The placenta is delivered after your baby is born. This is called the third stage of labour. Your midwife should talk to you about the two options for delivering the placenta while you are pregnant and the pros and cons of each.
Your first option is called active management. This means you’ll have an injection of a drug called oxytocin into your thigh as you give birth. This makes your womb contract so the placenta comes away from the wall of your womb and you’ll usually deliver the placenta within 30 minutes. The injection can make you feel sick or vomit, but it also lowers your risk of heavy bleeding.
“I had the injection but hardly knew it was happening and can’t really remember delivering the placenta!”
Your second option is called physiological management. This means that you will deliver the placenta without any drugs, which can take up to an hour.
Your doctor or midwife will advise you to have active management to deliver the placenta, but it’s your decision.

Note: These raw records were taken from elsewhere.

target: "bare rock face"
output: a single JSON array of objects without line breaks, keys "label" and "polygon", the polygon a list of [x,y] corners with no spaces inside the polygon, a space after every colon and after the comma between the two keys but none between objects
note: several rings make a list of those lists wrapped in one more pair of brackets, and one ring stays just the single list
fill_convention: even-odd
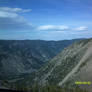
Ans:
[{"label": "bare rock face", "polygon": [[36,80],[42,85],[79,86],[92,90],[92,84],[75,85],[76,81],[92,83],[92,39],[75,42],[65,48],[36,74]]}]

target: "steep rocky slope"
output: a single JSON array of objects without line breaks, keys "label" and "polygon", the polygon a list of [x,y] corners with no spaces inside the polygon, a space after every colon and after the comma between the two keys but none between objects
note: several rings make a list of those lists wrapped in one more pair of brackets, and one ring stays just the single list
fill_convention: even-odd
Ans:
[{"label": "steep rocky slope", "polygon": [[76,40],[0,40],[0,76],[31,73]]},{"label": "steep rocky slope", "polygon": [[[69,87],[76,86],[76,81],[92,82],[91,65],[92,39],[82,40],[65,48],[60,54],[42,67],[36,73],[35,81],[41,85],[57,84]],[[78,86],[84,88],[84,85]],[[90,86],[85,85],[85,88],[91,88]]]}]

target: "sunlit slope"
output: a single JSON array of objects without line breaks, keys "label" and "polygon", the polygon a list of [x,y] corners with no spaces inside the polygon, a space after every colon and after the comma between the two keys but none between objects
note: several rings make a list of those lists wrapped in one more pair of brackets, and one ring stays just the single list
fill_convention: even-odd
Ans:
[{"label": "sunlit slope", "polygon": [[89,59],[90,55],[87,56],[86,53],[91,48],[91,46],[89,48],[89,43],[92,43],[91,40],[82,40],[64,49],[37,72],[35,80],[40,84],[49,83],[60,86],[66,84],[71,76],[78,72],[84,61]]}]

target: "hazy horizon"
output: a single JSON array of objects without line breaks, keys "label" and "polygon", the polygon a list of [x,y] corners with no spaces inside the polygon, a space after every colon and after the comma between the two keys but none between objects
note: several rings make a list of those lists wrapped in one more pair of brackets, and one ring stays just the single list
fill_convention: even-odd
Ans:
[{"label": "hazy horizon", "polygon": [[91,0],[0,0],[0,39],[92,37]]}]

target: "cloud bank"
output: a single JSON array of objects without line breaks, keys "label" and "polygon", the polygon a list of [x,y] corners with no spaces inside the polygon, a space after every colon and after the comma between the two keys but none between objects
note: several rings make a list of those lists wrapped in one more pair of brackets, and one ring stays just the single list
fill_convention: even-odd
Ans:
[{"label": "cloud bank", "polygon": [[55,26],[55,25],[44,25],[44,26],[39,26],[37,28],[38,30],[56,30],[56,31],[61,31],[61,30],[68,30],[68,26]]},{"label": "cloud bank", "polygon": [[32,24],[18,14],[30,11],[31,9],[0,7],[0,30],[32,29]]}]

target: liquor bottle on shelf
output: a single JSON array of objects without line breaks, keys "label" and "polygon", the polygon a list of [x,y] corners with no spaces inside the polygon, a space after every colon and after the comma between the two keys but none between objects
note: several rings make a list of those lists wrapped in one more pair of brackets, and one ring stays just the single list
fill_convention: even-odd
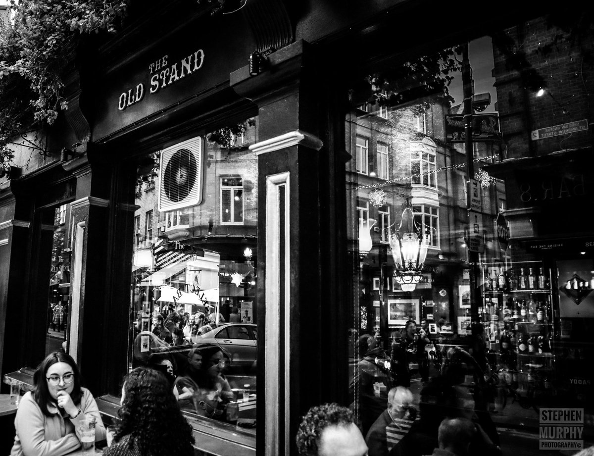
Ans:
[{"label": "liquor bottle on shelf", "polygon": [[526,306],[526,299],[522,299],[520,301],[520,319],[519,321],[527,321],[528,316],[527,309]]},{"label": "liquor bottle on shelf", "polygon": [[516,277],[516,273],[512,270],[510,270],[507,274],[507,281],[509,284],[510,290],[517,290],[518,281]]},{"label": "liquor bottle on shelf", "polygon": [[528,353],[534,353],[538,350],[538,338],[535,335],[531,335],[528,338]]},{"label": "liquor bottle on shelf", "polygon": [[571,289],[572,290],[579,290],[580,288],[579,285],[577,283],[577,279],[574,277],[571,279]]},{"label": "liquor bottle on shelf", "polygon": [[527,287],[526,276],[524,275],[524,268],[520,268],[520,274],[518,274],[518,288],[526,290]]},{"label": "liquor bottle on shelf", "polygon": [[534,323],[536,321],[536,303],[532,299],[532,295],[530,295],[530,299],[528,300],[528,321]]},{"label": "liquor bottle on shelf", "polygon": [[536,322],[538,323],[545,322],[544,305],[540,301],[536,303]]},{"label": "liquor bottle on shelf", "polygon": [[485,291],[490,292],[491,291],[491,276],[489,276],[488,272],[485,273]]},{"label": "liquor bottle on shelf", "polygon": [[525,333],[522,333],[518,337],[517,347],[519,353],[528,353],[528,336]]},{"label": "liquor bottle on shelf", "polygon": [[549,341],[546,337],[542,334],[538,336],[538,353],[548,353],[551,351],[549,346]]},{"label": "liquor bottle on shelf", "polygon": [[518,304],[516,296],[514,296],[511,300],[511,309],[513,311],[511,318],[517,321],[520,319],[520,305]]},{"label": "liquor bottle on shelf", "polygon": [[511,343],[507,330],[504,330],[499,340],[499,348],[502,353],[506,354],[511,349]]},{"label": "liquor bottle on shelf", "polygon": [[528,289],[534,290],[538,286],[538,279],[532,268],[528,268]]},{"label": "liquor bottle on shelf", "polygon": [[505,276],[501,268],[499,268],[499,272],[497,274],[497,289],[500,292],[505,290]]},{"label": "liquor bottle on shelf", "polygon": [[507,300],[505,301],[505,306],[503,308],[503,321],[507,322],[511,319],[511,316],[513,315],[513,311],[511,310],[513,303],[511,301],[511,298],[507,298]]},{"label": "liquor bottle on shelf", "polygon": [[545,276],[542,268],[540,268],[540,273],[538,274],[538,289],[539,290],[548,290],[549,288],[548,277]]}]

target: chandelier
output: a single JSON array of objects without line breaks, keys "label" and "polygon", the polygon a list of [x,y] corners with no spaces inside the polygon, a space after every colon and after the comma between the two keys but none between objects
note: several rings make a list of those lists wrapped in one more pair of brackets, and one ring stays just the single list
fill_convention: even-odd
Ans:
[{"label": "chandelier", "polygon": [[[403,229],[402,224],[406,214],[408,214],[407,227]],[[405,208],[402,211],[400,224],[395,233],[390,232],[388,236],[394,258],[394,280],[402,291],[413,291],[423,278],[421,271],[431,239],[431,235],[415,222],[412,209],[410,207]]]}]

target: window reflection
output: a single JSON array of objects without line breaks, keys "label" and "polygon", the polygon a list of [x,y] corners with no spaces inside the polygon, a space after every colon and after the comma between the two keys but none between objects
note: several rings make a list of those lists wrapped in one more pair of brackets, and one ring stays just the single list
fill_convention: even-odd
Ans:
[{"label": "window reflection", "polygon": [[144,235],[135,238],[129,367],[167,372],[184,410],[253,432],[255,119],[243,126],[241,135],[223,129],[138,163],[134,232]]}]

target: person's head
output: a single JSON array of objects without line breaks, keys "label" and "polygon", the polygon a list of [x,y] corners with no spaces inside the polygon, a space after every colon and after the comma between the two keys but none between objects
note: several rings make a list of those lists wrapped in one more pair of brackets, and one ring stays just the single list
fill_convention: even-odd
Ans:
[{"label": "person's head", "polygon": [[33,398],[46,415],[51,414],[48,406],[56,405],[59,391],[69,394],[75,404],[80,402],[80,373],[74,360],[64,352],[46,356],[33,374]]},{"label": "person's head", "polygon": [[204,416],[222,419],[225,410],[220,408],[222,400],[217,390],[200,388],[192,398],[196,411]]},{"label": "person's head", "polygon": [[202,369],[202,353],[197,349],[188,352],[188,362],[194,370]]},{"label": "person's head", "polygon": [[408,337],[412,337],[416,332],[416,323],[414,320],[408,320],[405,324],[405,332]]},{"label": "person's head", "polygon": [[391,415],[401,415],[412,403],[412,393],[405,387],[395,387],[388,392],[388,411]]},{"label": "person's head", "polygon": [[365,456],[367,445],[353,413],[337,404],[311,407],[297,431],[301,456]]},{"label": "person's head", "polygon": [[466,456],[476,428],[466,418],[446,418],[440,425],[437,441],[441,449],[457,456]]},{"label": "person's head", "polygon": [[173,330],[173,345],[181,345],[184,343],[184,338],[183,331],[179,328]]},{"label": "person's head", "polygon": [[217,350],[208,357],[208,366],[209,369],[214,372],[222,373],[229,368],[229,359],[220,350]]},{"label": "person's head", "polygon": [[160,314],[157,314],[153,318],[153,326],[158,328],[163,325],[163,315]]},{"label": "person's head", "polygon": [[162,372],[144,367],[134,369],[124,380],[121,403],[114,441],[129,435],[140,454],[193,454],[192,429]]},{"label": "person's head", "polygon": [[159,363],[162,366],[165,366],[165,370],[167,371],[168,373],[173,373],[173,365],[171,363],[171,362],[169,361],[169,360],[163,359],[161,360],[161,361],[159,362]]}]

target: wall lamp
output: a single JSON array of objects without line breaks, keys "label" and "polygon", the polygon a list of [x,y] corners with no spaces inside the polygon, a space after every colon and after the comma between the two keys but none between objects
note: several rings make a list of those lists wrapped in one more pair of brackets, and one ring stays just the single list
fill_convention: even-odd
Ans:
[{"label": "wall lamp", "polygon": [[268,59],[257,50],[254,50],[249,55],[249,75],[255,76],[266,69]]}]

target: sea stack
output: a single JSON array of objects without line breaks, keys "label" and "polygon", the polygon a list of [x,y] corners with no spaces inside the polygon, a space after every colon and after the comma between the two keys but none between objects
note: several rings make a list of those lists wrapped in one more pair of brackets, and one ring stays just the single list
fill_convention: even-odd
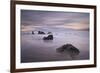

If you choose not to have the oxytocin injection and your placenta isn’t delivered within 1 hour, or you have heavy blood loss, you’ll be advised to have the injection. You can also change your mind and have the injection at any time if you want to.
If the placenta does not deliver within 1 hour of your baby’s birth if you have physiological management or within 30 minutes of your baby’s birth if you have active management, you will be diagnosed with a retained placenta. This needs to be treated early to prevent complications. A retained placenta isn’t very common.
If you have a caesarean section, the placenta will also be delivered after your baby is born.
You can put your planned preference into your birth plan.